9B.3 The Antecedents of Subtropical PV Streamer Formation in the North Atlantic Basin

Wednesday, 13 January 2016: 2:00 PM
La Nouvelle A ( New Orleans Ernest N. Morial Convention Center)
Philippe P. Papin, University at Albany, SUNY, Albany, NY; and L. F. Bosart and R. D. Torn

Subtropical potential vorticity (PV) streamers are distinct upper-tropospheric troughs that can serve as conduits for tropical-extratropical air mass exchange. This air mass exchange is initiated when anticyclonic Rossby wave breaking (AWB) occurs, where the upstream poleward advection of low PV air folds over the downstream equatorward advection of high PV air, resulting in a positively tilted PV streamer.
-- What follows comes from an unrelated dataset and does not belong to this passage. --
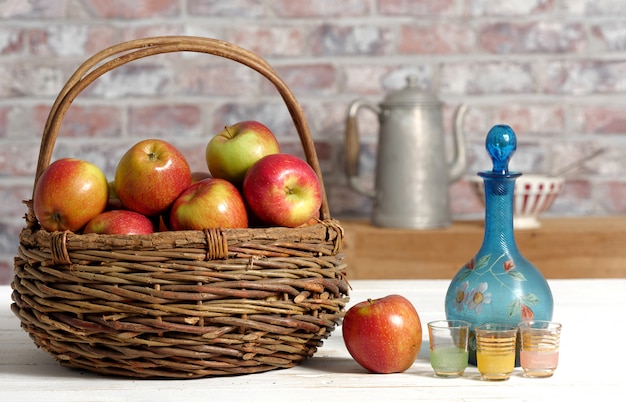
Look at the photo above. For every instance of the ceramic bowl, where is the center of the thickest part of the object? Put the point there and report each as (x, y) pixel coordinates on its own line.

Frequent occurrence of PV streamer formation in conjunction with AWB can contribute to the time-mean tropical upper tropospheric trough in the North Atlantic (NATL) basin. Once formed, PV streamers can modulate the synoptic-scale environment of the tropical NATL, which may result in changes to climatological tropical cyclogenesis pathways. The intensity spectrum of PV streamers that extend into the subtropical NATL is also related to the strength of the upstream ridge prior to AWB. We hypothesize that stronger upstream ridges occur in conjunction with flanking upstream poleward-directed corridors of enhanced tropical moisture. Greater latent heat release within these enhanced moisture corridors can then promote greater diabatically driven ridge amplification. In turn, these amplified ridges result in more vigorous AWB, which can enable greater positive PV advection into stronger subtropical PV streamers.

This study will investigate different intensity subtropical PV streamers on the 350-K surface in the NATL using the Climate Forecast System Reanalysis. These PV streamers will be linked to their associated AWB events and stratified by intensity, where intensity is objectively defined by their anomalous cumulative PV embedded in the PV streamer after formation. Conditions related to AWB are investigated from lagged composites, which will be used to evaluate how upstream ridge amplification occurs prior to AWB, and how downstream PV streamers form afterward. We will also investigate the climatological variability of PV streamers in the NATL to illustrate variations in intensity, size, and location. These composite and climatological PV streamer characteristics will be illustrated using representative cases.